Глава 3. ВИЗИТ ВИТИ
После завтрака наши очаровательно не худенькие женщины запрессовываются в двойной спальник в "Кают компании", как называем мы Жорину, более просторную палатку. Сидя у дамских ножек, Жора поёт драматическим баритоном, аккомпонируя на гитаре, а спрессованные дамы грустно подпевают из спальника:
Солнца не бу-удет, жди, не жди, -
Третью неде-елю льют дожди...
Песня - традиционна: ею начинаются затяжные Жорины концерты, посвящённые ненастьям. А куда они спровадили Виктора? Грибы и рыбалка сегодня бесперспективны, разве - за малиной?... Дело в том, что Витя любит петь в хоре. Но, как только он начинает петь звучным лирическим баском, то любой могучий хор, даже хор Пятницкого в крепком подпитии, тут же обескураженно умолкнет, потому что Витя безошибочно находит ту, неповторимую, трагическую тональность, при которой всем слышно, как красиво поёт только он, а остальные фальшиво и жалобно подвывают, как стая бездомных псов. И все, кто знаком с Витиным могучим вокальным даром, прежде чем запеть, убеждаются, что Витин красивый, сильный бас находится на безопасном расстоянии.
Я тоже люблю петь.
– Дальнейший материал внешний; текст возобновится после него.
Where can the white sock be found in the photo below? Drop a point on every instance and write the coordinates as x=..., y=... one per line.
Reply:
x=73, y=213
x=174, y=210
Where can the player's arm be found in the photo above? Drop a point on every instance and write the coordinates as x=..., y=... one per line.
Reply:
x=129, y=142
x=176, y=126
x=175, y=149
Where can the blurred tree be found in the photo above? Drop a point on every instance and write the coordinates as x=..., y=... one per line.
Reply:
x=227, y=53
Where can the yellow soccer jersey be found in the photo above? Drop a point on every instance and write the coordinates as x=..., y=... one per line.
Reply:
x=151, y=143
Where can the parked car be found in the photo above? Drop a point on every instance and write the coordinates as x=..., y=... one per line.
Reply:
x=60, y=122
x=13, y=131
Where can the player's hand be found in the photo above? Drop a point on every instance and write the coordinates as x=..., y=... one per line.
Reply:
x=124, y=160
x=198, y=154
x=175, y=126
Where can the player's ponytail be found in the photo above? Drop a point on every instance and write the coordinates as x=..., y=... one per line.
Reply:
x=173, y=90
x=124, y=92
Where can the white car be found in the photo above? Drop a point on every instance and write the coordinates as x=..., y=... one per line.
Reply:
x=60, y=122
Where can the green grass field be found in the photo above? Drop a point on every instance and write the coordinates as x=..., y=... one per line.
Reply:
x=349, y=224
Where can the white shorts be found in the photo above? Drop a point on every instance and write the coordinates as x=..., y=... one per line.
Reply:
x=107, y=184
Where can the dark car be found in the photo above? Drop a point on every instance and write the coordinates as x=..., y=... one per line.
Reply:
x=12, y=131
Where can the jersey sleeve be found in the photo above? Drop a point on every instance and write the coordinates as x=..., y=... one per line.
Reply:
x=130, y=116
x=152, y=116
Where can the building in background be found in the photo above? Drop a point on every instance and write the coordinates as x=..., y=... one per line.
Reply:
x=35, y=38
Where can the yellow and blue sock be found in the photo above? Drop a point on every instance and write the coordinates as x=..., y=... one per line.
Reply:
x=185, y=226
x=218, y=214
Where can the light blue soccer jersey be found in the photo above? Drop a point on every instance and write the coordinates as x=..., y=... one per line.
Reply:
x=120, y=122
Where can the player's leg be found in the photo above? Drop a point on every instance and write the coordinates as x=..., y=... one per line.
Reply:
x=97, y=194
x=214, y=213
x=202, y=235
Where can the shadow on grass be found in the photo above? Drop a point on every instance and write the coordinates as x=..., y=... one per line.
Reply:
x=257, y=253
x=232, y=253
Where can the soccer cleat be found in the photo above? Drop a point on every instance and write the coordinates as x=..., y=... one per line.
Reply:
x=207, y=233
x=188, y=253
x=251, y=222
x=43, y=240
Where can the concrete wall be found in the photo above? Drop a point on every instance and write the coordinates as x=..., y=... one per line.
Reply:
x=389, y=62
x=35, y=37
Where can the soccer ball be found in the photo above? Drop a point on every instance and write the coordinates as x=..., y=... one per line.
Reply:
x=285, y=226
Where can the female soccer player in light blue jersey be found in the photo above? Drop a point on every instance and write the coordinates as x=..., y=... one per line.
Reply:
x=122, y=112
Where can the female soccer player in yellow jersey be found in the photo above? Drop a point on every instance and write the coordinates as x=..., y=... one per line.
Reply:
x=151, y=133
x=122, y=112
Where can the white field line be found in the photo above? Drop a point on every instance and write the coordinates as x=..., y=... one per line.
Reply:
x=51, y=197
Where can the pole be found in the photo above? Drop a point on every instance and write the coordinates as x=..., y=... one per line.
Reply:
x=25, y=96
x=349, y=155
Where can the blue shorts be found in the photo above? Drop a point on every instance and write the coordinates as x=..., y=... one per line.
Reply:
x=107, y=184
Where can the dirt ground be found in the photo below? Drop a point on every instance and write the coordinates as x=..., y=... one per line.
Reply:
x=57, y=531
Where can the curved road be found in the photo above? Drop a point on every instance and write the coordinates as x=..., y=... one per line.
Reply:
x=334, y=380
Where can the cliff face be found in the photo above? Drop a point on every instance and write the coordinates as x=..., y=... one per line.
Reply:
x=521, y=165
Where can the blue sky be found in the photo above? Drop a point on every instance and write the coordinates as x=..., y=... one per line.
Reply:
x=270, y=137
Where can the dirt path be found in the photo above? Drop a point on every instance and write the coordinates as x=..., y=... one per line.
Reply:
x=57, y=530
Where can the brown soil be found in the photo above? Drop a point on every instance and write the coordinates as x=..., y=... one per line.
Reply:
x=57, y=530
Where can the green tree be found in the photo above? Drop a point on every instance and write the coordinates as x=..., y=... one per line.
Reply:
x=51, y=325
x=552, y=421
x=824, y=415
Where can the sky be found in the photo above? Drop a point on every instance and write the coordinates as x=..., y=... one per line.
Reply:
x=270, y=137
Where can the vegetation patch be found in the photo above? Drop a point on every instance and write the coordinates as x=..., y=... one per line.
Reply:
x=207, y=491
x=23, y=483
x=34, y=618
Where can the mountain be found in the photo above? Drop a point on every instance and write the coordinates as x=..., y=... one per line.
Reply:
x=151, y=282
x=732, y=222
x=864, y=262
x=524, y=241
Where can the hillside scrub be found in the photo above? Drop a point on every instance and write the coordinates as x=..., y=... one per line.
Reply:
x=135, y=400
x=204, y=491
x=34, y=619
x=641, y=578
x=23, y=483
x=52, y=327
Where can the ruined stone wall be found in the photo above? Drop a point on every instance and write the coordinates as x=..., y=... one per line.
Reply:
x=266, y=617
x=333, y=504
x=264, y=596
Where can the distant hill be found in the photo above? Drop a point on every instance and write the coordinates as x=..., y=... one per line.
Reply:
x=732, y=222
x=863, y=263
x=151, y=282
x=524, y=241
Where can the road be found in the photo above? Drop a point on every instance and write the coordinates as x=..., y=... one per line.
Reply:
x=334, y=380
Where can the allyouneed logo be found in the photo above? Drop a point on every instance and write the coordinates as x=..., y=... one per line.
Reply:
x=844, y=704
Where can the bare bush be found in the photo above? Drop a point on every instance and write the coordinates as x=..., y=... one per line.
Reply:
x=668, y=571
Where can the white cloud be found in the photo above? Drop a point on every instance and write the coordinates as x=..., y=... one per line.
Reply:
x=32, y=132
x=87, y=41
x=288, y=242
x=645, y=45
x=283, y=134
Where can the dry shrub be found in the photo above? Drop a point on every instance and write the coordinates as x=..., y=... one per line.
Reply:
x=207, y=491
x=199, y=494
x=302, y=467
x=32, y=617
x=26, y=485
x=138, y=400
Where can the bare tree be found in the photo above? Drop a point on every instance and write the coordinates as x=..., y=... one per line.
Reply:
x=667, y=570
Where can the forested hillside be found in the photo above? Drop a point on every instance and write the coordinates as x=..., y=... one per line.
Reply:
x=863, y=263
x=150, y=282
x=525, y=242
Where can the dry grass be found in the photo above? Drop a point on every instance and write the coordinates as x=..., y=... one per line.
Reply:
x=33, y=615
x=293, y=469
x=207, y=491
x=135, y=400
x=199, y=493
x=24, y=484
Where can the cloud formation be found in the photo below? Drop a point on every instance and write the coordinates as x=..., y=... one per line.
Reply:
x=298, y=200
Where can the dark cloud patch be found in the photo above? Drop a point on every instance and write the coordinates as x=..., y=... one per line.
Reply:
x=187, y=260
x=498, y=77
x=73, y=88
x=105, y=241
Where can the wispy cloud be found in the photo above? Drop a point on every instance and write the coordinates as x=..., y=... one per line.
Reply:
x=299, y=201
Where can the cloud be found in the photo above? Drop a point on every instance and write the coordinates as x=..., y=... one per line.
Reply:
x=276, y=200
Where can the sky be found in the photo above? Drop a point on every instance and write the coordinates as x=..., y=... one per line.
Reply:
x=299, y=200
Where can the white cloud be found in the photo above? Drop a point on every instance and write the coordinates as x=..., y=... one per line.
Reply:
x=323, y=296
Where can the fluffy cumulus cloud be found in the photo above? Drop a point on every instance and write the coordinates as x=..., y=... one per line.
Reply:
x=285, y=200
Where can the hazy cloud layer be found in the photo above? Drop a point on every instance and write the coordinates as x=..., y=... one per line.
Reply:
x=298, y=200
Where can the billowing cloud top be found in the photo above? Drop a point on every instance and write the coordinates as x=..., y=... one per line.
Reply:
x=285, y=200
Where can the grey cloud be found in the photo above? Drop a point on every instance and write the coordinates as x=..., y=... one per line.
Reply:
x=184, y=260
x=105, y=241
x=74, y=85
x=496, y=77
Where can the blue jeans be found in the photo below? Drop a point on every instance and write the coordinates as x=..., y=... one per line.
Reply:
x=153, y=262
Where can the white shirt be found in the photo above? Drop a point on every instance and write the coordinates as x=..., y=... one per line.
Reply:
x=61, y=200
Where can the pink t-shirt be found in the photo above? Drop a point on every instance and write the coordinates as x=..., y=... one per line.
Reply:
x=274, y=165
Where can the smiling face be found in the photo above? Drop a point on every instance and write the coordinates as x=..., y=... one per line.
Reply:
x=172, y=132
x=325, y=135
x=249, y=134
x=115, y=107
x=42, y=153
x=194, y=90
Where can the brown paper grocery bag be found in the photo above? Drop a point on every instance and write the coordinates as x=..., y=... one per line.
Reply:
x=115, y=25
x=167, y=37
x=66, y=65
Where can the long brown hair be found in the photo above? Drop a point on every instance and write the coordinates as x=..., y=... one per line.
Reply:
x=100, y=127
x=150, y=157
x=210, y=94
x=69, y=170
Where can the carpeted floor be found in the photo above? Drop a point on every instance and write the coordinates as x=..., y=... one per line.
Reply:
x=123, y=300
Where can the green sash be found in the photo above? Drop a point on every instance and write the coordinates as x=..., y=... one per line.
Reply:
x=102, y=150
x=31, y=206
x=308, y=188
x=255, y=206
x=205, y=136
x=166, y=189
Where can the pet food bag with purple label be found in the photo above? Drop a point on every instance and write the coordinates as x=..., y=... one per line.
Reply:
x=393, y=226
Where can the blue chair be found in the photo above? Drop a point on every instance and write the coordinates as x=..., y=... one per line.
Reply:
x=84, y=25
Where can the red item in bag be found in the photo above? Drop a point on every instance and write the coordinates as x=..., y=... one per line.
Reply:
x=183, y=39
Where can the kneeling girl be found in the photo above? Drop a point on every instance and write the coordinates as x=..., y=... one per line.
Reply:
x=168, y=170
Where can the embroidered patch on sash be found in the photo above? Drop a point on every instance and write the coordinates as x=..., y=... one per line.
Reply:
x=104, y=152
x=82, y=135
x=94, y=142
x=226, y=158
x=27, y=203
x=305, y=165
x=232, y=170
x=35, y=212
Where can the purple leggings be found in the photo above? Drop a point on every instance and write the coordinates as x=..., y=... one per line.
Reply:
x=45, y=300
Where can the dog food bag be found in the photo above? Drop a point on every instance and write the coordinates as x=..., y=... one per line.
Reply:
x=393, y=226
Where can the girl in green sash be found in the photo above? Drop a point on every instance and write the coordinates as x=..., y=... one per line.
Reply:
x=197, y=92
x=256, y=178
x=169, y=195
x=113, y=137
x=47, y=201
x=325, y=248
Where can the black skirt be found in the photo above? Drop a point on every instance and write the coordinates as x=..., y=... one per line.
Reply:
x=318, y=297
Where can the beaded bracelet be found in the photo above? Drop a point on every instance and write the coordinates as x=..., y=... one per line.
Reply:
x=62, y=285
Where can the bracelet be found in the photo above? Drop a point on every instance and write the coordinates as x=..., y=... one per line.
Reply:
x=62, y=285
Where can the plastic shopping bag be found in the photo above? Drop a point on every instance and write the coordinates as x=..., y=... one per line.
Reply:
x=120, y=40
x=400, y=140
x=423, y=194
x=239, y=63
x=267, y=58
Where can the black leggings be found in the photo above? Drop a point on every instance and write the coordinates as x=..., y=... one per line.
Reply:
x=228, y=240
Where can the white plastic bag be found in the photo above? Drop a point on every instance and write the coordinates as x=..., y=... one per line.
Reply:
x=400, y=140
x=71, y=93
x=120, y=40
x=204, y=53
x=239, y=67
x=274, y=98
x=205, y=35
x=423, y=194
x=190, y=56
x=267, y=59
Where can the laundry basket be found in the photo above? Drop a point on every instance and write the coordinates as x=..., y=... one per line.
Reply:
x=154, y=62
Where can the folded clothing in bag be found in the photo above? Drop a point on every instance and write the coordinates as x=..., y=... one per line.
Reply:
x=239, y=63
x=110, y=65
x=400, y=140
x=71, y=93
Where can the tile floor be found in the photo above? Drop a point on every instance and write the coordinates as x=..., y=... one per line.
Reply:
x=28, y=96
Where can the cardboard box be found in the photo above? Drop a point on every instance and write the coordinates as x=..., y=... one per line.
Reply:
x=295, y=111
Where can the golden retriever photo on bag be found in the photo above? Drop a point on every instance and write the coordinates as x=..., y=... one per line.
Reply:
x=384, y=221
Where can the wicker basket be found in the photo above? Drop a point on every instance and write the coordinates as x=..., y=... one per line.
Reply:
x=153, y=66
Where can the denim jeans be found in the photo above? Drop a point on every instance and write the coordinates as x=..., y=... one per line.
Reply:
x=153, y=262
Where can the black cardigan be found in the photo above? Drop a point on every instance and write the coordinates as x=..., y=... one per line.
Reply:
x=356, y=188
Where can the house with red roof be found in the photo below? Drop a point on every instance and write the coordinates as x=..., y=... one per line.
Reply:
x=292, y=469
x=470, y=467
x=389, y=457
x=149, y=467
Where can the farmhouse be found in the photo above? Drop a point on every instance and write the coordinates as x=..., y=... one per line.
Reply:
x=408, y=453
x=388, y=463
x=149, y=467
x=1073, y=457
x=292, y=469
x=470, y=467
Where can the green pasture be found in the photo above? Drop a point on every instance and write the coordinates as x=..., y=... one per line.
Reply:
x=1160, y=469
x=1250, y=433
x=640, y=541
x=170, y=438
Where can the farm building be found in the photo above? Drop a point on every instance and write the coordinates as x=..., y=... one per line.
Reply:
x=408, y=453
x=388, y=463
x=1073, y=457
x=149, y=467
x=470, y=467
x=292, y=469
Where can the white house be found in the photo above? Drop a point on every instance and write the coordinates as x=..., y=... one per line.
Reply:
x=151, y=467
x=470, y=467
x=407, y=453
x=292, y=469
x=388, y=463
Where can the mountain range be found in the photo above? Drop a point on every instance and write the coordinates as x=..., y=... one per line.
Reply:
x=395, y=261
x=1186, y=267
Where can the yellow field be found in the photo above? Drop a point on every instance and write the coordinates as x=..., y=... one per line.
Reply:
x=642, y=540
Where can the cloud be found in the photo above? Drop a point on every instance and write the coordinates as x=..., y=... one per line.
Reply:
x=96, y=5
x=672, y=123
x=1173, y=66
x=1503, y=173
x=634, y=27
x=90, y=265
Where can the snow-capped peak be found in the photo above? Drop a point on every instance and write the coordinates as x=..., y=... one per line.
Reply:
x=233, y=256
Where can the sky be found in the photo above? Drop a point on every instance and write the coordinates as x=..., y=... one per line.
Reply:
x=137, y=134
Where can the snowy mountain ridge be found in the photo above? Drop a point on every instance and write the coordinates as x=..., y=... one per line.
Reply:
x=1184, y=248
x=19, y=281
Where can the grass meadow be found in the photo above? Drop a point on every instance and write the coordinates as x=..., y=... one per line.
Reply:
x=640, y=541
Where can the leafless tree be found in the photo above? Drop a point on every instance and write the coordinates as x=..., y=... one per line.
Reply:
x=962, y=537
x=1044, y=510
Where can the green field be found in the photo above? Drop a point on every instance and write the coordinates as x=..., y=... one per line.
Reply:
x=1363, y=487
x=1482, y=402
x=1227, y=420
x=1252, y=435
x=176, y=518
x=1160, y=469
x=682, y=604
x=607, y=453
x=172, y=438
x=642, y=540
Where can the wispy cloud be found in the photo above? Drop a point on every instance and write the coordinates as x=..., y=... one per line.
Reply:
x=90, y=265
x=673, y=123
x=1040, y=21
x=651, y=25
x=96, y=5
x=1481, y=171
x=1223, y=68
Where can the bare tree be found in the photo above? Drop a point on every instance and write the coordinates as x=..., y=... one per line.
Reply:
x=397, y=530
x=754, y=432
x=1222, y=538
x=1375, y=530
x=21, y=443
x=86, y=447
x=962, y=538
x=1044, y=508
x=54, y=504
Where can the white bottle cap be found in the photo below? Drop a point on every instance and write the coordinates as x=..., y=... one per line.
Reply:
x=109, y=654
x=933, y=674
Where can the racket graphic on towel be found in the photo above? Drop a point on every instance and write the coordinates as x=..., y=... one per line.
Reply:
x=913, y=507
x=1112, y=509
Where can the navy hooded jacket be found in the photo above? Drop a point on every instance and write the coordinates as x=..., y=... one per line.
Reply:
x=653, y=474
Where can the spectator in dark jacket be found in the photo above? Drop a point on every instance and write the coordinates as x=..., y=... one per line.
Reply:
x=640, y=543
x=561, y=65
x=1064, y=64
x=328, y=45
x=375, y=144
И охотно бы присоединился к квартету под управлением Жоры, превратив его в квинтет, уменьшив своим драматическим баритончиком острый дефицит мужских голосов, но... от горячего кофе, или от мокрой погоды, глаза закрываются и я погружаюсь в тёплые грёзы спального мешка, наполненного по верхнюю клеванту сновидениями... и сколько их затаилось там, в глубине спальника, ещё не приснившихся снов?...
В тот блаженный миг, когда первая грёза робко выползает из подкорки, протискиваясь, как через шкуродёр, в круто закрученную мозговую извилину, по ногам моим прокатывается что-то столь тяжеловесное, что спросонок я грешу на асфальтовый каток и нервно вскрикиваю: такие чугуннолитейные грёзы не для моей очень нервной системы!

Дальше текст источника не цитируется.